My current vehicle, a 2006 Honda CR-V is rated for 20 City and 25 Highway. I usually get about 28 MPG highway and 24 MPG city, with a mixed driving at 26 MPG, also with the automatic transmission.
Again, I drive responsibly and properly maintain my vehicle.
Gas mileage is all in how you drive and maintain your vehicle.
The poor mileage is caused by lack of maintenance, improper tire pressure or irresponsible driving. It's very unlikely that there is an actual problem with the vehicle.
And also, you're complaining about a 2 MPG difference. 2 MPG? That's it? I could understand if there was a 10 MPG difference, but not 2, I'm sorry.
Actually, no maintenance is required in the first 100,000 miles with ANY newer domestic except air filters and oil changes. Tune-ups, though pushed by dealers and shops wanting your money, are virtually a thing of the past. I have not touched my GM vehicle in 90,000+ miles except to change the oil and clean the 1,000,000 mile air filter.
With that said, a dirty air filter alone can drop fuel mileage by 2mpg easily. If the car in question is only off the EPA estimates by a mere 2mpg, that is well within the margin of standard deviation from one car to another.
Air filters and oil changes is what I meant by maintenance.
My mom has an 05 Five Hundred, and she on a regular basis gets 25-26 mpg. Whoever said he only got 8 must have his foot to the floor, or he does those fast starts.
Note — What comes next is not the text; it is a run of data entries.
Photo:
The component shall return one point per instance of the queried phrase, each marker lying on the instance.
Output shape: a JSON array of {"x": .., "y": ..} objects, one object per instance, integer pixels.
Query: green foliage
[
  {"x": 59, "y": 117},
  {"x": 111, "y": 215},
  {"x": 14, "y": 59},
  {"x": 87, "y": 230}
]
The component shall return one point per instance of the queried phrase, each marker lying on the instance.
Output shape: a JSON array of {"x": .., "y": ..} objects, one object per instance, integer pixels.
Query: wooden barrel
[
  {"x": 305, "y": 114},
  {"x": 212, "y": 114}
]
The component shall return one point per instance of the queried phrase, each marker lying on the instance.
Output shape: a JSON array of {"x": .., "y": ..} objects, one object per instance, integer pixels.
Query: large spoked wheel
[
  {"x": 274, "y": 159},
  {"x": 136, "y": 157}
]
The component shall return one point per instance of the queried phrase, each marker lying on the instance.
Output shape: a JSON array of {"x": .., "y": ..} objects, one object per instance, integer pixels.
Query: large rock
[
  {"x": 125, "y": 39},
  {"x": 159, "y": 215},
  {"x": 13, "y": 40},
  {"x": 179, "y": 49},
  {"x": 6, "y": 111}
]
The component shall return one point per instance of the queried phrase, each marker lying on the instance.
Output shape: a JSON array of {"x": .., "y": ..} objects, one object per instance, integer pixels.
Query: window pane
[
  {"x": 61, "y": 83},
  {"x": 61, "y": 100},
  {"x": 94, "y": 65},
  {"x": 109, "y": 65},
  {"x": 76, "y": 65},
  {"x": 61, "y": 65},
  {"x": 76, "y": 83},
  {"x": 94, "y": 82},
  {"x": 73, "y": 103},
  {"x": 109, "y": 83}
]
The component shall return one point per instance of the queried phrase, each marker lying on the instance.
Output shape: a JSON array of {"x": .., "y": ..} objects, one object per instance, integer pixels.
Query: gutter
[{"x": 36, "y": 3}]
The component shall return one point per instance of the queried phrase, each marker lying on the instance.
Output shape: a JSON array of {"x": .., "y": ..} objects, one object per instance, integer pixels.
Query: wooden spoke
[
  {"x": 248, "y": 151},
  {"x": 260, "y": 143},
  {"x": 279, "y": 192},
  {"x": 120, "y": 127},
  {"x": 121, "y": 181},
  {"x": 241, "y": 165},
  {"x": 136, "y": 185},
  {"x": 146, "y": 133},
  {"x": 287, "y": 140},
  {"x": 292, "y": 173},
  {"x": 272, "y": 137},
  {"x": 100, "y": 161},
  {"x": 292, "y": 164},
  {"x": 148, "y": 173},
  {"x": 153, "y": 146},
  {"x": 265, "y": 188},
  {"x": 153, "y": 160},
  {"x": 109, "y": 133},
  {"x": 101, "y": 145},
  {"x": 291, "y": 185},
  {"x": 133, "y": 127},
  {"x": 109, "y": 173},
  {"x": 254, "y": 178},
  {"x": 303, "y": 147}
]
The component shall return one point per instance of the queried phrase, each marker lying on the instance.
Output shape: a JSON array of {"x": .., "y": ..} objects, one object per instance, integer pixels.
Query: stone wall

People just don't get it.
I have a 2000 Mercury Sable with the dual overhead cam V6. We just got back from a 500 mile trip and averaged 29 MPG. When she was new we would get up to 31 MPG. Love the engine!
"Worst on gas, don't buy it, even for a $1"
I'll give you $1 for it and take it off your hands...
Our 2007 Five Hundred can get around 30-31 MPG driving at a steady 55-60. We get around 25 MPG on the interstate, averaging 75 to 80. Where we get killed is driving in town. Probably about 17 MPG, but there is lots of sitting in long lines of traffic, plus we tend to accelerate pretty hard. Our overall combined MPG is 19-20 (most driving is in town), which I guess isn't too bad for a 3700 lb car.
...not bad for a 3700 lbs car...
Isn't that the problem? According to fueleconomy.gov, the Fuel Economy Benefit = 1-2%/100 lbs.
I do not understand how virtually identical cars can be so far apart in fuel mileage.
I purchased a 2007 Five Hundred Limited in 2007. I am tickled with it. We average 24 MPG city, 30 MPG on the interstate, at legal speeds. With the comfort and security this car provides I cannot and will not complain. I will add that we do not live in the mountains. Mileage computed by dividing gallons used into miles traveled.
Have you ever thought that there is a possibility that there could be a leakage in you gas tank or in a line leading somewhere?
Also it's about how you drive as well, but I definitely would consider taking it to a mechanic so that this isn't an issue any more.
We just bought at 2006 Mercury Montego (same car), and in the past month of ownership, I'm getting 22 to 23 mpg in the city and 30 - 32 on the highway. Around town I'm at the speed limit or just above, and on the highway, I'm at 70-75.